Lingual pressure dysfunction contributes to reduced swallowing-related quality of life in Parkinson’s disease
Journal of Speech, Language, and Hearing Research
Purpose: Dysphagia in Parkinson’s disease (PD) is a major cause of depression and reduced quality of life (QOL). PD-related dysphagia often involves lingual dysfunction and weak pressure generation. The relation of disordered lingual pressure generation to swallowing-related QOL in persons with PD remains unknown. Method: Twenty-four persons with idiopathic PD completed the Swallowing Quality of Life (SWAL-QOL) questionnaire and an evaluation of anterior and posterior tongue strength. Peak pressures were compared to age- and sex-matched controls. The magnitude of and latency to peak pressure were explored in relation to SWAL-QOL scores.
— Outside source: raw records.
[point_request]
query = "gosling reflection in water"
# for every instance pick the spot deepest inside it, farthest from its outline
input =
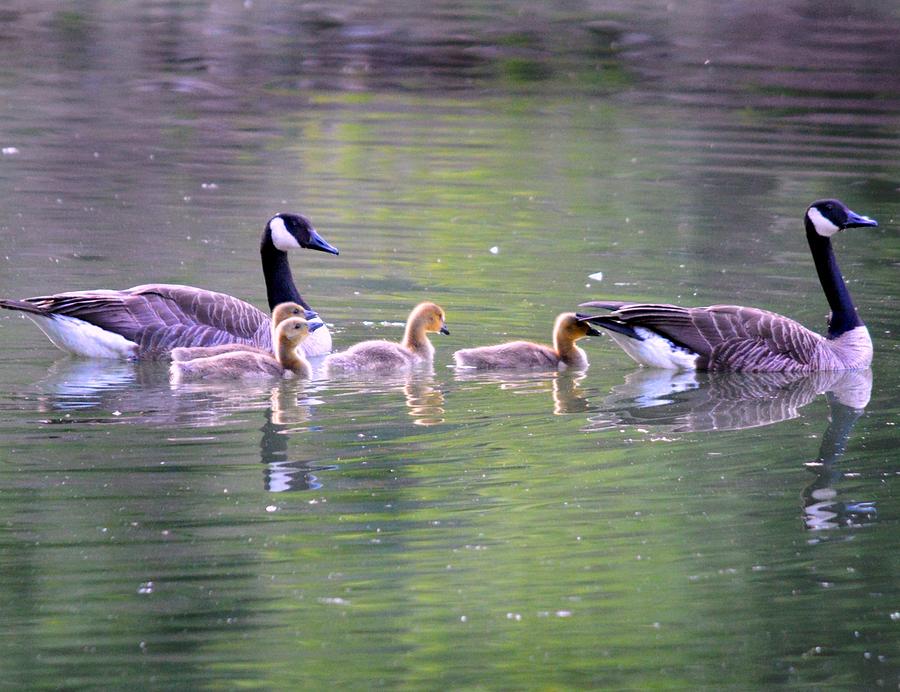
(822, 509)
(564, 386)
(698, 402)
(292, 414)
(424, 401)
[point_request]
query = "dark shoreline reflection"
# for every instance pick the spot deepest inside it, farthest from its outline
(698, 402)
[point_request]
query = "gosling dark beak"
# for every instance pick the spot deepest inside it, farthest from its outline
(854, 220)
(317, 242)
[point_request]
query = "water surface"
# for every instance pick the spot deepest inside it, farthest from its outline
(617, 528)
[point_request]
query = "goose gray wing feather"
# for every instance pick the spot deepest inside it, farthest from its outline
(729, 337)
(159, 317)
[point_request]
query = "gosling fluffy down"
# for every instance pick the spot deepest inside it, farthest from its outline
(523, 355)
(388, 356)
(288, 361)
(280, 313)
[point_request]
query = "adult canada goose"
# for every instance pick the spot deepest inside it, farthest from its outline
(280, 313)
(150, 320)
(288, 359)
(388, 356)
(525, 354)
(730, 337)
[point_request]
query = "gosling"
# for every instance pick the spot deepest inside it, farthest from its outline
(388, 356)
(521, 355)
(288, 361)
(280, 313)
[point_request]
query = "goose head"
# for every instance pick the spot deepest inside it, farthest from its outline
(287, 231)
(828, 216)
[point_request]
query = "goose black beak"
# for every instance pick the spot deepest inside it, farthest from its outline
(854, 220)
(317, 242)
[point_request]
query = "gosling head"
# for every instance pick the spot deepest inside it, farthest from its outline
(288, 231)
(570, 327)
(431, 316)
(293, 330)
(284, 311)
(828, 216)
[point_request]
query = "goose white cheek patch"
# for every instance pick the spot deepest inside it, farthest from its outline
(281, 236)
(823, 226)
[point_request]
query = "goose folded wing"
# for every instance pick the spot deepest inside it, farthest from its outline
(167, 315)
(731, 336)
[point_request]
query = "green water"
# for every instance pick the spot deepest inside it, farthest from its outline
(618, 528)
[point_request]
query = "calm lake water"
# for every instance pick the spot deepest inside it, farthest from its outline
(619, 528)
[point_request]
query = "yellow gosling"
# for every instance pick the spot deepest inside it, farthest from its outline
(388, 356)
(281, 312)
(288, 361)
(528, 355)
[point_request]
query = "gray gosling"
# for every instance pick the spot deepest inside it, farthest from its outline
(289, 361)
(521, 355)
(388, 356)
(281, 312)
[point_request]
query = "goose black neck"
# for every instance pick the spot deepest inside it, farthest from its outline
(280, 286)
(843, 313)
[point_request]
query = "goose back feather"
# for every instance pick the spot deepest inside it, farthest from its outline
(732, 337)
(149, 320)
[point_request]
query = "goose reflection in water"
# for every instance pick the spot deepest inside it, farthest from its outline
(821, 506)
(698, 402)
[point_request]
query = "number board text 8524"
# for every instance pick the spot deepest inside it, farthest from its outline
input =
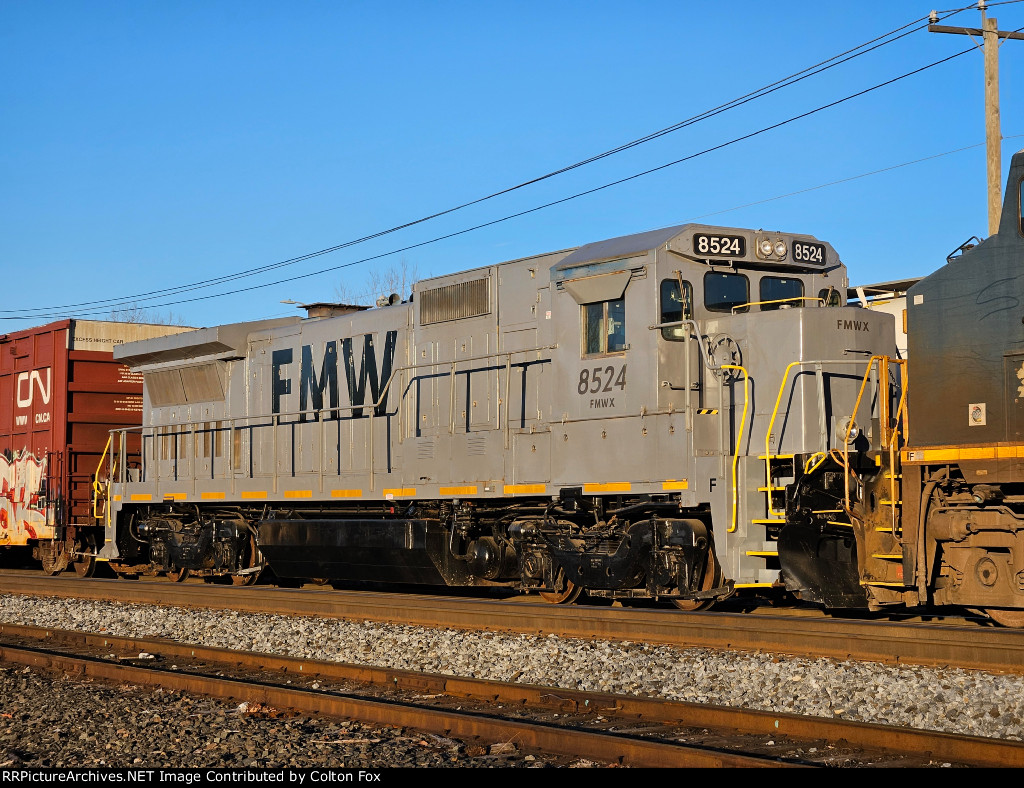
(720, 246)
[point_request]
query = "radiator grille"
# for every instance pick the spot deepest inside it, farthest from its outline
(454, 302)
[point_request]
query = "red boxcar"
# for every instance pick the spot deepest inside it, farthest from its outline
(60, 392)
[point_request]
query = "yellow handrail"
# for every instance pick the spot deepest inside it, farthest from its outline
(96, 485)
(888, 438)
(768, 433)
(739, 438)
(777, 301)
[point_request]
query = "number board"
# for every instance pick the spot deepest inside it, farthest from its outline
(720, 246)
(807, 252)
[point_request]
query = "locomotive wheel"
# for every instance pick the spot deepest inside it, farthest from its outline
(565, 592)
(51, 563)
(1013, 619)
(85, 566)
(712, 575)
(250, 559)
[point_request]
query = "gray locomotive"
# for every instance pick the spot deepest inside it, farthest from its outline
(623, 419)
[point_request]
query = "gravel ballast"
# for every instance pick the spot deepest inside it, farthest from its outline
(950, 700)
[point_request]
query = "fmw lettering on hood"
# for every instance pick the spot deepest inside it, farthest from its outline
(363, 377)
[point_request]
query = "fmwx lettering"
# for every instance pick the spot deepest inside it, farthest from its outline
(361, 378)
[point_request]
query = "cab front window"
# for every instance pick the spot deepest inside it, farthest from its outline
(726, 292)
(780, 291)
(604, 326)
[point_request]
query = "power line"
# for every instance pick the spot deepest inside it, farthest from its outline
(815, 70)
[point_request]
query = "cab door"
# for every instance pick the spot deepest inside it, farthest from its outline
(678, 349)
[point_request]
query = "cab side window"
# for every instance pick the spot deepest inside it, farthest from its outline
(604, 326)
(1020, 205)
(724, 292)
(780, 291)
(675, 306)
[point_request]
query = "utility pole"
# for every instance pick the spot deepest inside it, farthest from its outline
(990, 35)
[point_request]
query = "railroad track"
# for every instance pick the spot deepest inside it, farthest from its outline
(969, 647)
(608, 729)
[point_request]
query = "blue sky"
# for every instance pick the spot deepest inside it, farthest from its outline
(146, 145)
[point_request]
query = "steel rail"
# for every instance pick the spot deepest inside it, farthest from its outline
(972, 750)
(977, 648)
(599, 746)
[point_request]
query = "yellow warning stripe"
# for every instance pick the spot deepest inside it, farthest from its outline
(525, 489)
(607, 487)
(955, 453)
(469, 489)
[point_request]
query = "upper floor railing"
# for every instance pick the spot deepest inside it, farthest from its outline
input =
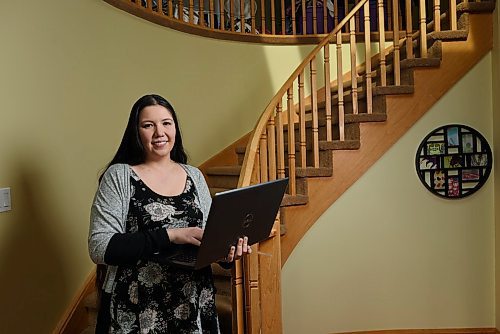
(279, 21)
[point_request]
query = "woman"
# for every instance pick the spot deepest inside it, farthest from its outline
(148, 200)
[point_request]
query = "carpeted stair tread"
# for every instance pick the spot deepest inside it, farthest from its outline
(393, 90)
(89, 330)
(364, 117)
(311, 171)
(215, 190)
(339, 145)
(289, 200)
(233, 170)
(419, 62)
(476, 7)
(376, 91)
(448, 35)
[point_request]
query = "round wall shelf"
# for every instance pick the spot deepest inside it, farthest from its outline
(453, 161)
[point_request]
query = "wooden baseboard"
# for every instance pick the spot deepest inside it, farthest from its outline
(430, 331)
(75, 318)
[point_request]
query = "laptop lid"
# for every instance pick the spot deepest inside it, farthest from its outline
(248, 211)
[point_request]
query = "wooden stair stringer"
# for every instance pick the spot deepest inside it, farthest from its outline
(376, 138)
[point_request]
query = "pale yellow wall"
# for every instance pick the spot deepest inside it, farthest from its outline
(389, 254)
(69, 73)
(496, 129)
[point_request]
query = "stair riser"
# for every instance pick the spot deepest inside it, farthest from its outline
(223, 181)
(378, 106)
(351, 130)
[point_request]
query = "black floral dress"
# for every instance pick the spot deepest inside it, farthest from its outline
(153, 297)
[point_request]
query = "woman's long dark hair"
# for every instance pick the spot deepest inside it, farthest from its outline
(131, 151)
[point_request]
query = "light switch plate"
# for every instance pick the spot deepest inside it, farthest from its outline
(5, 202)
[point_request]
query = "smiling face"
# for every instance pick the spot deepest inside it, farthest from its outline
(157, 132)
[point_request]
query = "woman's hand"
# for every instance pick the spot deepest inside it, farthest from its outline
(187, 235)
(236, 252)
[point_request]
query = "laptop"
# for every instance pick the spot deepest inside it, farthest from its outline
(248, 211)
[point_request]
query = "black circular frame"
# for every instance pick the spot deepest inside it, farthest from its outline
(453, 161)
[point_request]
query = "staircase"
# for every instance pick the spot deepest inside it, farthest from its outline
(338, 133)
(324, 142)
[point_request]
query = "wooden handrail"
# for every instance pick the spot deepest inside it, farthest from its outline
(268, 21)
(301, 150)
(251, 151)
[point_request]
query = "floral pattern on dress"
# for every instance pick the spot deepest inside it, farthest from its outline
(153, 297)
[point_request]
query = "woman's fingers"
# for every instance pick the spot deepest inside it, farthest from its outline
(188, 235)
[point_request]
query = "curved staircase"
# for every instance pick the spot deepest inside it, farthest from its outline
(325, 138)
(331, 150)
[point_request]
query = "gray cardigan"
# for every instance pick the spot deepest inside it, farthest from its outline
(109, 211)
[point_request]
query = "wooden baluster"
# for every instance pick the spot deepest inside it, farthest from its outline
(283, 24)
(395, 42)
(346, 10)
(314, 105)
(291, 142)
(381, 29)
(280, 141)
(264, 177)
(242, 16)
(222, 15)
(409, 30)
(437, 15)
(423, 31)
(340, 87)
(302, 122)
(181, 10)
(271, 148)
(328, 92)
(354, 74)
(325, 18)
(238, 296)
(170, 8)
(368, 58)
(315, 23)
(231, 14)
(453, 14)
(191, 11)
(263, 16)
(335, 13)
(357, 19)
(211, 14)
(304, 18)
(273, 18)
(251, 274)
(201, 12)
(389, 15)
(252, 16)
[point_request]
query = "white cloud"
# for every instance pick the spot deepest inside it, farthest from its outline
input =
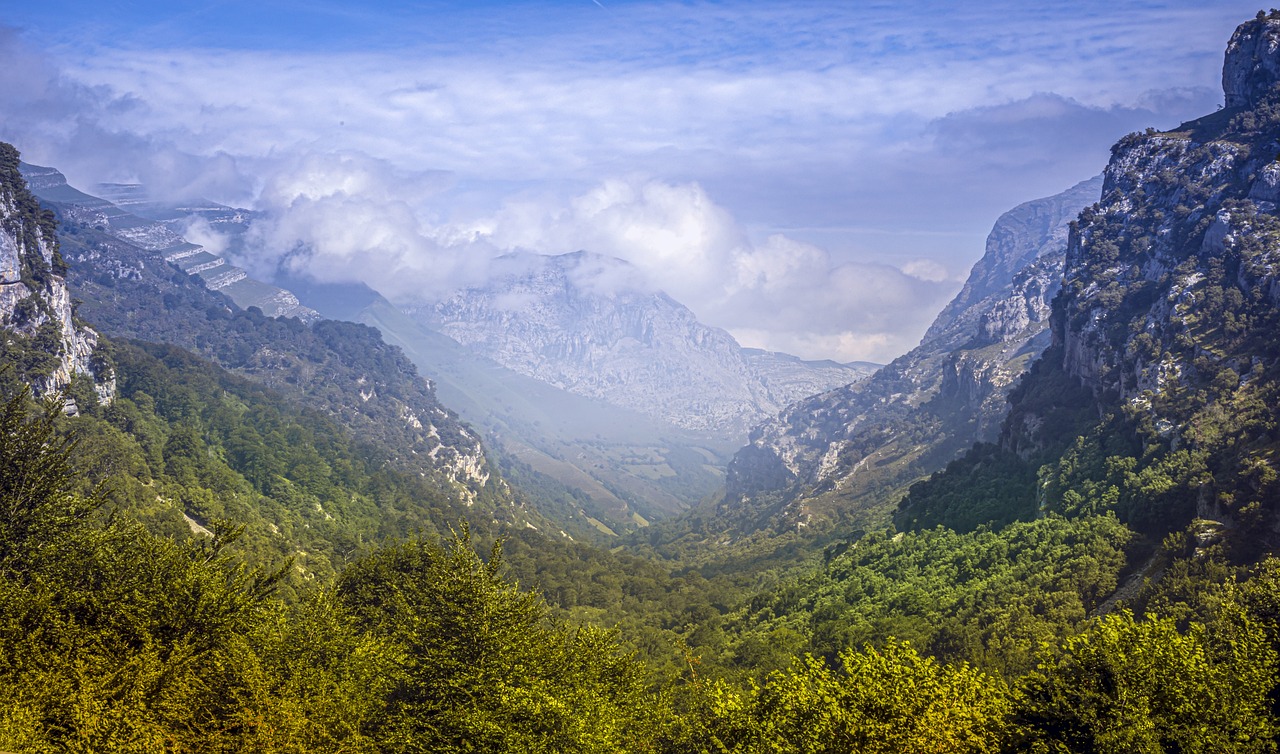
(685, 137)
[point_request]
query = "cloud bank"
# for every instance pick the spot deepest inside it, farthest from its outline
(813, 177)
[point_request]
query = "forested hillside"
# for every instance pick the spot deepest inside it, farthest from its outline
(238, 547)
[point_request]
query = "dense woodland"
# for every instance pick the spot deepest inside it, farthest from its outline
(240, 553)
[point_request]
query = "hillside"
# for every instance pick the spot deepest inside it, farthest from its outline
(590, 325)
(840, 458)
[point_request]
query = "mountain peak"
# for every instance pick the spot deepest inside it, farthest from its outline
(1252, 64)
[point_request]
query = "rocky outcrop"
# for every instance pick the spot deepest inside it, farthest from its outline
(127, 213)
(856, 446)
(41, 334)
(1157, 397)
(1252, 64)
(589, 325)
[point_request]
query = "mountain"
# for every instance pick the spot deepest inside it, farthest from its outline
(41, 333)
(590, 325)
(846, 452)
(132, 287)
(1157, 397)
(594, 467)
(156, 227)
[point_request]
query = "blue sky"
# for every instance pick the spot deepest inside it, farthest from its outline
(814, 177)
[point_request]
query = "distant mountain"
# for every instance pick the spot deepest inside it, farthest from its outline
(846, 452)
(1156, 400)
(594, 467)
(40, 332)
(132, 286)
(590, 325)
(127, 213)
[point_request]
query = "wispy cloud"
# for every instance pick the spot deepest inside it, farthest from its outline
(704, 133)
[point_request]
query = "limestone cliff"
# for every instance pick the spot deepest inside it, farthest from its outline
(127, 213)
(42, 337)
(589, 325)
(846, 452)
(1157, 396)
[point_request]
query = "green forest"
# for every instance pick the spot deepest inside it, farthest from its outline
(259, 538)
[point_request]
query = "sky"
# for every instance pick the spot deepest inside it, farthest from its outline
(813, 177)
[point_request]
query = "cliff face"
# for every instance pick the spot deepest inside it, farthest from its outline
(849, 449)
(1188, 220)
(584, 323)
(1159, 396)
(41, 333)
(126, 213)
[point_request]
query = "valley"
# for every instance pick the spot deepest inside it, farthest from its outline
(556, 511)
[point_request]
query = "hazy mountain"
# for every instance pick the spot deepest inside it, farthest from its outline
(132, 286)
(590, 325)
(156, 227)
(40, 332)
(590, 465)
(844, 453)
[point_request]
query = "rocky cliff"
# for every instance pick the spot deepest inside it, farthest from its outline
(1164, 336)
(127, 213)
(118, 264)
(589, 325)
(846, 452)
(41, 336)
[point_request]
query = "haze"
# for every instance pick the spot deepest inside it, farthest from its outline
(814, 177)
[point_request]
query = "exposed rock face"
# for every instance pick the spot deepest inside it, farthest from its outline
(1252, 64)
(1188, 219)
(853, 447)
(35, 304)
(1157, 397)
(155, 227)
(586, 324)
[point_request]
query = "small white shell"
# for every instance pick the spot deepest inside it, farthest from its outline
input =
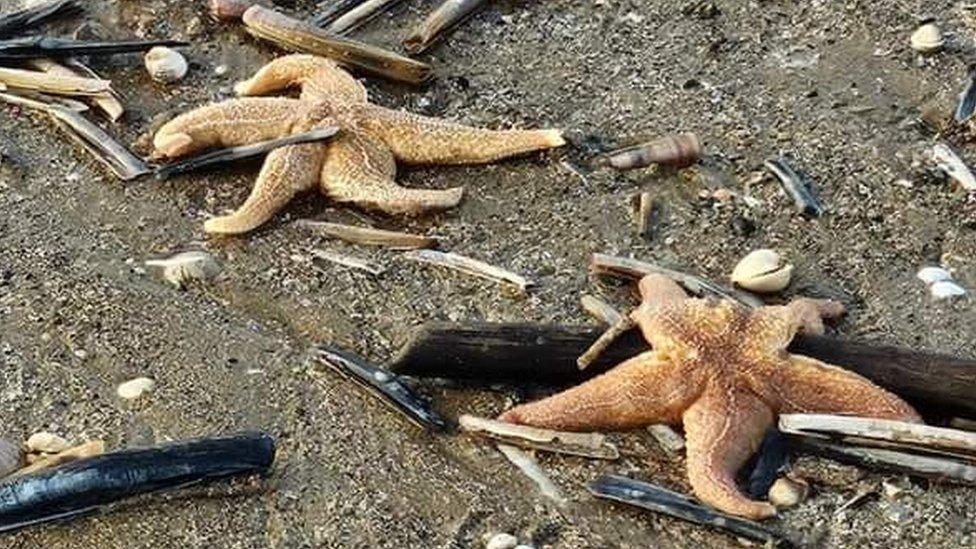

Results: Persons with PD exhibited significant anterior (p = .019) but not posterior (p = .081) lingual weakness compared to controls. Persons with PD and reduced anterior tongue strength (< 42 kPa) reported lower SWAL-QOL total (p = .043), extended eating durations (p = .025), and a reduced desire to eat (p = .020). Prolonged latency to peak anterior pressure in PD inversely correlated with SWAL-QOL total (r = -.750, p < .001) and served as a significant, independent predictor of 67% of the variance in SWAL-QOL total when controlling for age, sex, and disease stage. Conclusion: Overall, SWAL-QOL scores declined in the presence of lingual pressure dysfunction. Lingual weakness and prolonged pressure building patterns secondary to PD, especially of the anterior tongue, may represent clinically relevant disruptions to mealtime behaviors that undermine swallowing-related QOL. These preliminary findings support further investigation of lingual pressure patterns in PD to help identify debilitating dysphagia and develop treatment strategies.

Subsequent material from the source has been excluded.